Q7: What is the top policy priority to accelerate Uganda’s data-driven health transformation?
A: Uganda needs a National Health Informatics Institute—a funded, authoritative body that handles standards, interoperability infrastructure, capacity building, and technical assistance.
Right now, our digital health landscape is fragmented. Donor projects work in isolation—PEPFAR funds HIV EMRs, the Global Fund supports DHIS2, CDC invests in lab systems, UNICEF backs vaccine logistics. Each makes sense on its own, but together they create dysfunction: data can’t flow, and we keep reinventing the same solutions.
As someone building integrations, I see this waste firsthand. Every partner building EMR-to-DHIS2 pipelines solves a problem that should be solved once and made available to everyone. We lack the connective tissue to make these systems work coherently.
The Institute would change that. It would set and enforce standards, publishing Uganda-specific FHIR Implementation Guides and maintaining terminology mappings like ICD-10, RxNorm, and LOINC adapted to our context. It would run shared interoperability infrastructure—a patient master index, facility and health worker registries, terminology services, and an interoperability layer like OpenHIM for secure data exchange.
It would provide technical assistance, with health informaticians and FHIR specialists helping districts and partners implement dashboards, integrate systems, and troubleshoot issues.

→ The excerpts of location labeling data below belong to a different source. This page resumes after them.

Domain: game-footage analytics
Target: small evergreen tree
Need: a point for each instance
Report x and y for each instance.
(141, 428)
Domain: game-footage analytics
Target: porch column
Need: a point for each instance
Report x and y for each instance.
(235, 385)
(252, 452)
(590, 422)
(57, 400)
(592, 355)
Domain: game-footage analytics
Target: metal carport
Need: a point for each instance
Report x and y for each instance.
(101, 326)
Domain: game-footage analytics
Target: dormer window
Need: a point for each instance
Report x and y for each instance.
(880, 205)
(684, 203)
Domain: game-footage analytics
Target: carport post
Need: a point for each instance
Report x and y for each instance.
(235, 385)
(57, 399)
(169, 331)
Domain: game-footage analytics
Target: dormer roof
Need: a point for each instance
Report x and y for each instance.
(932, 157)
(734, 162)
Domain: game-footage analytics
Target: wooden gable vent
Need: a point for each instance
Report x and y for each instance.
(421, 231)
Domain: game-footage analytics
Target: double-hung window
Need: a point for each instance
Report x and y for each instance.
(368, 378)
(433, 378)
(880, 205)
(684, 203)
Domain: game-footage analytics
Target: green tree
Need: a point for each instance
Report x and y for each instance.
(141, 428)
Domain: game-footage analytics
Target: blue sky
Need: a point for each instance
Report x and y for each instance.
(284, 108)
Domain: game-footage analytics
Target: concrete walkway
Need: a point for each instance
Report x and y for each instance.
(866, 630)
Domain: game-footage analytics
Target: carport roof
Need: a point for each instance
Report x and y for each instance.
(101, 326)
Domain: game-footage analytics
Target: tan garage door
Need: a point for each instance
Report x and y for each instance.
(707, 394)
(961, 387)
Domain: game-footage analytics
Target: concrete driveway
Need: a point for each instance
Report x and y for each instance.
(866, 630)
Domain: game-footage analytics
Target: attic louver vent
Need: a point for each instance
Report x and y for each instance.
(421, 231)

And it would offer training and certification, from basic DHIS2 configuration to advanced analytics and system architecture, creating recognized career paths for health informaticians.
The idea is maximum leverage. Training data scientists or funding analytics tools is wasted if systems can’t interoperate. The Institute acts as a force multiplier, making individual investments reinforce each other rather than creating silos.